Voice Activation Systems for Embedded Devices: Systematic Literature Review
Volume 31, Issue 1 (2020), pp. 65–88
Pub. online: 23 March 2020
Type: Research Article
Open Access
Received
1 January 2019
1 January 2019
Accepted
1 November 2019
1 November 2019
Published
23 March 2020
23 March 2020
Abstract
A large number of modern mobile devices, embedded devices and smart home devices are equipped with a voice control. Automatic recognition of the entire audio stream, however, is undesirable for the reasons of the resource consumption and privacy. Therefore, most of these devices use a voice activation system, whose task is to find the specified in advance word or phrase in the audio stream (for example, Ok, Google) and to activate the voice request processing system when it is found.

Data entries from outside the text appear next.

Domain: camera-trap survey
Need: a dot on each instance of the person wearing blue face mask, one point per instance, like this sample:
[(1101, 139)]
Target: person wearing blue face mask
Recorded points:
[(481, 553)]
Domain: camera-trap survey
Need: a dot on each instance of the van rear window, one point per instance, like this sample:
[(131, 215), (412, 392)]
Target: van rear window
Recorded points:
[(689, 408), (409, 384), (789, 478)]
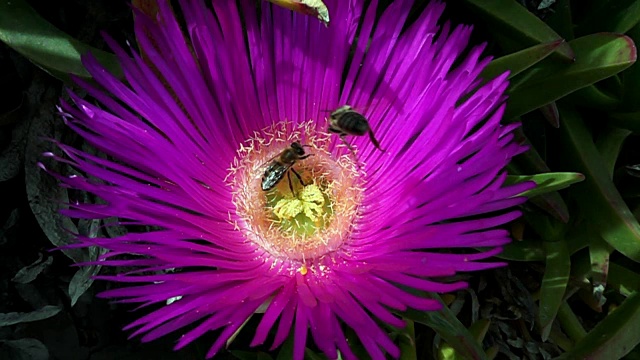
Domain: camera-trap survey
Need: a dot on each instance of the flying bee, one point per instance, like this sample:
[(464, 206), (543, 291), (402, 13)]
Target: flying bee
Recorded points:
[(281, 164), (346, 121)]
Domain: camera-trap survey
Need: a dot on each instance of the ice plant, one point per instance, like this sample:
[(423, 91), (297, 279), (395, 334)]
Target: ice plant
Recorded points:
[(216, 98)]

The voice activation system must have the following properties: high accuracy, ability to work entirely on the device (without using remote servers), consumption of a small amount of resources (primarily CPU and RAM), noise resistance and variability of speech, as well as a small delay between the pronunciation of the key phrase and the system activation. This work is a systematic literature review on voice activation systems that satisfy the above properties. We describe the principle of various voice activation systems’ operation, the characteristic representation of sound in such systems, consider in detail the acoustic modelling and, finally, describe the approaches used to assess the models’ quality. In addition, we point to a number of open questions in this problem.
References
Cuayáhuitl, H., Serridge, B. (2002). Out-of-vocabulary word modeling and rejection for Spanish keyword spotting systems. In: Coello, C.A.C., deAlbornoz, A., Sucar, L.E., Battistutti, O.C. (Eds.), MICAI 2002: Advances in Artificial Intelligence, Second Mexican International Conference on Artificial Intelligence, Merida, Yucatan, Mexico, April 22–26, 2002, Proceedings, Lecture Notes in Computer Science, Vol. 2313. Springer, pp. 156–165.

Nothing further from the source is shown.